Sukuk issues in East Asia underscore strong global demand for Islamic assets

A series of new sukuk issues in East Asia aims to capitalise on the strong global demand for Islamic assets, as the region vies with rival global finance centres.

Hong Kong on Monday issued its second sovereign sukuk. The AAA-rated sukuk has a par value of US$1 billion and a tenor of five years.
Two-thirds of its value are underpinned by sale-and-repurchase transactions on commodities markets, while the remaining third of the value is underpinned by government property.
The National Bank of Abu Dhabi was one of the main underwriters.
The sukuk was extensively marketed to Middle East investors, according to Zawya, a business news and research website.
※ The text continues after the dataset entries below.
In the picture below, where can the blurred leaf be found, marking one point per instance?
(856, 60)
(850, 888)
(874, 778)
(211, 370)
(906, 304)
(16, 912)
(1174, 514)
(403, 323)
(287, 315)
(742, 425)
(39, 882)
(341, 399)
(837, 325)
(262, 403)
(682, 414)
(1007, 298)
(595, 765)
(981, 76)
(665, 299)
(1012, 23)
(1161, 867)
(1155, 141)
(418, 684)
There was a road show to Saudi Arabia, the UAE helped to increase the number of subscribers in the region, and 42 per cent of the sukuk was allocated to investors in the Middle East.
Indonesia offered two new sukuk issues last month – its $2bn sovereign sukuk was more than three times oversubscribed, and the national airline Garuda Indonesia issued a $500 million sukuk.
International analysts have repeatedly pointed to the need for sovereign sukuk issues to help develop markets in Islamic assets. Investors, bankers and analysts say the lack of highly-rated, liquid and high-value sukuk issues hinders the industry’s development.
The Asian Infrastructure Investment Bank (AIIB) said last month that it was in talks with the Islamic Development Bank about using sukuk to help fund regional infrastructure.
The UAE is a founding member of the AIIB, a new China-led institution touted as a competitor to the IMF.
A recent G20 summit in Turkey ended with world leaders calling for the greater use of sukuk in infrastructure investment.
Over the next 25 years, Asia will need between $400bn and $700bn in new infrastructure investment, according to the Asian Development Bank.
Malaysia remains the world’s largest sukuk market, with $40bn of sukuk issued last year, according to credit ratings agency Moody’s.
But rapid rates of economic growth mean that there is plenty of room for Dubai, London and Hong Kong to compete with Kuala Lumpur.
Professional services consultancy Ernst and Young predicts that global demand for sukuk will triple between now and 2017. It expects that about $900bn in Islamic assets would be traded in 2017, up from $300bn this year.